What I Built
Vector Chat is an AI client-intelligence platform I built to help professionals retain and use the messy, high-signal information that lives across meetings, notes, and documents—so they can walk into every client interaction prepared, with answers grounded in source material.
Building it end-to-end as a production-ready, multi-tenant SaaS (RAG assistant over a client knowledge base) taught me what it actually takes to build production-ready AI for knowledge-intensive workflows:
What I Learned
- •Trust beats novelty: In knowledge work, adoption hinges on verifiability. Designing citation-backed responses made it clear that explainability and traceability are product requirements, not "nice-to-haves."

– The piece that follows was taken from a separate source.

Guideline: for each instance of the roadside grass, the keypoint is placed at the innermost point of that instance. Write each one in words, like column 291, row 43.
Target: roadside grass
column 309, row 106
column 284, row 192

- •Data quality is the moat: The hardest problems weren't the chat UI—they were ingestion, organization, and retrieval quality. The project reinforced that AI outputs are only as reliable as the system that curates context.
- •Product thinking under constraints: I had to make explicit tradeoffs across latency, cost, and accuracy, and design guardrails (e.g., context management) so the system stays useful as complexity scales.
- •Operational realities matter: Multi-tenant isolation and subscription/usage-based billing forced a disciplined view of risk, permissioning, and unit economics—how features translate into sustainable operations.
- •Workflow-first design: "Meeting intelligence" features (capture → summarize → follow-up) taught me to start from real user workflows and incentives, then decide where AI genuinely reduces cognitive load.
How Do I Evaluate New Tech?
Going forward, this project is the reference point for how I evaluate new tech: map capability to a concrete workflow, identify where trust can break, quantify the operational/economic constraints, and then decide what's actually deployable versus what's just impressive in a demo.